データ フローのデータ バッファリングとディスク永続化を構成する

データ フローが、Azure Event Hubs、Microsoft Fabric Real-Time Intelligence、Kafka、または別のクラウド サービスなどの送信先エンドポイントにメッセージを送信すると、送信先またはネットワークが使用できなくなる可能性があります。 Azure IoT Operationsは、ローカル MQTT ブローカー サブスクリプション モデルを使用してメッセージをバッファーし、配信を再試行します。

この記事では、データ フローが宛先の停止中にメッセージを保護する方法と、より強力な保護のためにブローカーバッファリングとディスク永続化を構成する方法について説明します。
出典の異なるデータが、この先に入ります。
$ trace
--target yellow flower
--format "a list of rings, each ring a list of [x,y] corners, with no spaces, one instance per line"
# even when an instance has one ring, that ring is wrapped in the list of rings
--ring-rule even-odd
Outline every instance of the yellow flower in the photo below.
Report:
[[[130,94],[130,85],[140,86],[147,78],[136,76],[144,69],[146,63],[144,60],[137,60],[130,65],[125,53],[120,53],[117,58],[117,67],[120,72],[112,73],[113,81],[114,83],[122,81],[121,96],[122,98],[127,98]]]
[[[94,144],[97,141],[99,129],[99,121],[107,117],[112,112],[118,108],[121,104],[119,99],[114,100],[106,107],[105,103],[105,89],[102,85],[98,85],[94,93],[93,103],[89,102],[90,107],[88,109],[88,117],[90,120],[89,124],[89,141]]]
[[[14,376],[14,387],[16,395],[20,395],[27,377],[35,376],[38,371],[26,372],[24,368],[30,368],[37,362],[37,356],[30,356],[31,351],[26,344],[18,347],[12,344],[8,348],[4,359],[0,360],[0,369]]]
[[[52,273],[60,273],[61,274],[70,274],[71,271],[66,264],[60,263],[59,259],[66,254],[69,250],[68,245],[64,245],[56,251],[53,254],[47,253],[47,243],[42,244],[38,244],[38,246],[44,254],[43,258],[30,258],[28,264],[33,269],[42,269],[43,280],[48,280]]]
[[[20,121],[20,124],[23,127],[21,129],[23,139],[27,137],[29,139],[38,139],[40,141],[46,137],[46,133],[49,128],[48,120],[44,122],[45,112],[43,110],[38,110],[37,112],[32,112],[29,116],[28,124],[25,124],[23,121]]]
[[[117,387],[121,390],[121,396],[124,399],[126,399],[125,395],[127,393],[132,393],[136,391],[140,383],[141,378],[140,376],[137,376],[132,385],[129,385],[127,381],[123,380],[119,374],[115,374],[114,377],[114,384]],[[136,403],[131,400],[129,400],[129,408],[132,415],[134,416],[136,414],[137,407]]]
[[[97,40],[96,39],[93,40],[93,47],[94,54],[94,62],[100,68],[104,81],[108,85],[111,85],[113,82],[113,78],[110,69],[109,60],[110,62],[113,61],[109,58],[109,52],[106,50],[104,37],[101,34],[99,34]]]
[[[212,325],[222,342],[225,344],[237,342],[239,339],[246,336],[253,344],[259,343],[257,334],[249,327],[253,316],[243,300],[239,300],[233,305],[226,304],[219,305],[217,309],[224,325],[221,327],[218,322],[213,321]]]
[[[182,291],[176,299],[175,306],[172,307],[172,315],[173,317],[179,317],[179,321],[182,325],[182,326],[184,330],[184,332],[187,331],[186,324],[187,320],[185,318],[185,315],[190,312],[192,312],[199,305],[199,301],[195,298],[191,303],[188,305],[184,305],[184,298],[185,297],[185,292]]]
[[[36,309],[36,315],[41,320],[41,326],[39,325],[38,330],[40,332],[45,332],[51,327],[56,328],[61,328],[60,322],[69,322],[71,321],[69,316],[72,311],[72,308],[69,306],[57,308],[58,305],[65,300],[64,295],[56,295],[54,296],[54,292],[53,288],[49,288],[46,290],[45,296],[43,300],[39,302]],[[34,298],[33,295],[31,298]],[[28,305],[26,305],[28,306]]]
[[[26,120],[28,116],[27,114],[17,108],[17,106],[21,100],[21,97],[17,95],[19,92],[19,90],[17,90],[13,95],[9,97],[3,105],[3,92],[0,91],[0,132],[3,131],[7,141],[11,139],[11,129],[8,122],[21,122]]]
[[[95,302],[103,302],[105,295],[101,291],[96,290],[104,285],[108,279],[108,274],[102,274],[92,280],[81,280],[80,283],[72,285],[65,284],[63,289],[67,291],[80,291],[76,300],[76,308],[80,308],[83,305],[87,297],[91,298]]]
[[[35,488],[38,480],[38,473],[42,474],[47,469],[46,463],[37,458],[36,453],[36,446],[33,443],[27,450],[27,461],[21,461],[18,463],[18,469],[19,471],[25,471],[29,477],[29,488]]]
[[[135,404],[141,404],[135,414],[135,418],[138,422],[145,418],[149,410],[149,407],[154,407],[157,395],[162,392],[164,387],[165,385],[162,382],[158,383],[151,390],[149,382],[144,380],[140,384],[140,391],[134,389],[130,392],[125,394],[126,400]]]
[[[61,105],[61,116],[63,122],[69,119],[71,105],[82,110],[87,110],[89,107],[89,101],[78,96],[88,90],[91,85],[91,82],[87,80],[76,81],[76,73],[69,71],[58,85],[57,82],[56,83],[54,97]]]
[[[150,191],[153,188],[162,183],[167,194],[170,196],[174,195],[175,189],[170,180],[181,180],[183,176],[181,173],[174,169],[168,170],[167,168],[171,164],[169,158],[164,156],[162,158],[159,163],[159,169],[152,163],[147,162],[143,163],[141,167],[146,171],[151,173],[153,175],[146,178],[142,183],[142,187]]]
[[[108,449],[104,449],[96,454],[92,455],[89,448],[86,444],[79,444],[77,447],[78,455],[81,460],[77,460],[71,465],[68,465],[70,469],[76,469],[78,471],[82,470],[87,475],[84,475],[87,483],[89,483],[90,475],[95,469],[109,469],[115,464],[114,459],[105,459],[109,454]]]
宛先の停止中にデータ フローでメッセージをバッファーする方法

ローカル MQTT ブローカーをデータ フローのソース エンドポイントとして使用する場合、データ フローに発行する資産を直接または間接的に使用すると、データ フローは MQTT ブローカーからサブスクライバーとしてメッセージを受信します。 データ フローは、メッセージが正常に処理されて宛先に配信された後、またはフィルター処理、スキーマ検証、またはメッセージの有効期限が切れたためにメッセージが意図的に削除された後に、各ソース メッセージを確認します。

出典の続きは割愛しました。